Saya menulis isi surat kepada Tuhan. Kembali turun. Kegiatan itu membantu badan saya tetap hangat. Kalaupun belum waktunya melakukan kegiatan itu, saya akan sengaja berjalan keliling beberapa blok[sesaat kemudian beliau menyulut rokok, bukan rokok amerika, rokok dengan cengkeh]. Saya simpan di balik jaket saya sampai pukul delapan untuk saya masukkan ke dalam kotak surat. Kalau petugas pos tidak terlambat, semenit kemudian mereka mengambilnya. Lagian, waktu itu adalah waktu Tuhan baru terbangun dari tidurnya. Bersamaan dengan orang berangkat bekerja, ketika Tuhan akan menjaga mereka.

— Maaf, Pak. Saya ulangi, kenapa Bapak melakukannya?

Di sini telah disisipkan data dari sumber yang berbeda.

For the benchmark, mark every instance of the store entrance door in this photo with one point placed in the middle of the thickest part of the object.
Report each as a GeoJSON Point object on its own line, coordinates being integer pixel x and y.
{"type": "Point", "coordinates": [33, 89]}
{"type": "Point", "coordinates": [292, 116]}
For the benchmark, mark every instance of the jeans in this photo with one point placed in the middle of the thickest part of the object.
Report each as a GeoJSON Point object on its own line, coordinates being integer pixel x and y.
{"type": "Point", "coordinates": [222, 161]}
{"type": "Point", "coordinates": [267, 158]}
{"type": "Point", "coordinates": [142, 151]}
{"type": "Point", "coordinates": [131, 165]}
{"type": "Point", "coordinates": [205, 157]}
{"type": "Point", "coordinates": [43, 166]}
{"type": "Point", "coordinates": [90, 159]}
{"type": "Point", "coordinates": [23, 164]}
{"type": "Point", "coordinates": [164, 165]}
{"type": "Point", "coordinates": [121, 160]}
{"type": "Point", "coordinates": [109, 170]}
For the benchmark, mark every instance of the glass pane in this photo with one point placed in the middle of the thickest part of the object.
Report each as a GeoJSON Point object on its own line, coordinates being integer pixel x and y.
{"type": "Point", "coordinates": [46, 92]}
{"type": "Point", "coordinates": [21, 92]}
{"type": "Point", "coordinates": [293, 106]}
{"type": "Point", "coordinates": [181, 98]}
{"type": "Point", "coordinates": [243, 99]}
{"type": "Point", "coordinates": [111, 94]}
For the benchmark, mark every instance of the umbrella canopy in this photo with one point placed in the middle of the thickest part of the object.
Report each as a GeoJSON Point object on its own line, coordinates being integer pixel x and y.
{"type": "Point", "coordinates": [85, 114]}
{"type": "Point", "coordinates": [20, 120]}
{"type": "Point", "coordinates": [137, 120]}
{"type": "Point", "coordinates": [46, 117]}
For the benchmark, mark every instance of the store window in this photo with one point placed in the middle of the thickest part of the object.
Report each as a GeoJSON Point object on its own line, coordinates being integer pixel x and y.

— Bapak menulis apa kepada Tuhan?

— Bapak ingin Tuhan melakukan apa?

Wartawan muda itu menyerah. Jeda tiap tiga pertanyaan terakhir itu sekitar sepuluh menit. Dan Beliau Kak Ingus tidak menjawab. Sama sekali tidak. Beliau menatap langit. Langit yang tertutup awan hitam dan kabut yang kian turun. Wartawan itu balik ke kantornya — setelah menghaturkan maaf dan terimakasih. Lalu menuliskan hasil wawancara tidak berbentuk hasil wawancara. Melainkan artikel yang dia sebut artikel sastrawi yang mengada-ada agar memudahkan dia menambah atau mengurangi cerita asli beliau. Redaktur menganggap artikel yang ditulis wartawan muda sebagai terobosan terbesar sepanjang jabatan Sang Redaktur menjadi redaktur. Tidak heran penampakan sekujur tubuh Beliau Kak Ingus yang tengah duduk di bangku taman kota Tembaga seraya memandang langit dan memegang sebuah amplop coklat ukuran A4 terpampang di halaman depan. Yang untuk itu, diberi judul yang disepakati oleh Sang Redaktur dan wartawan muda itu: Beliau yang Mengirim Surat kepada Tuhan Setiap Pagi.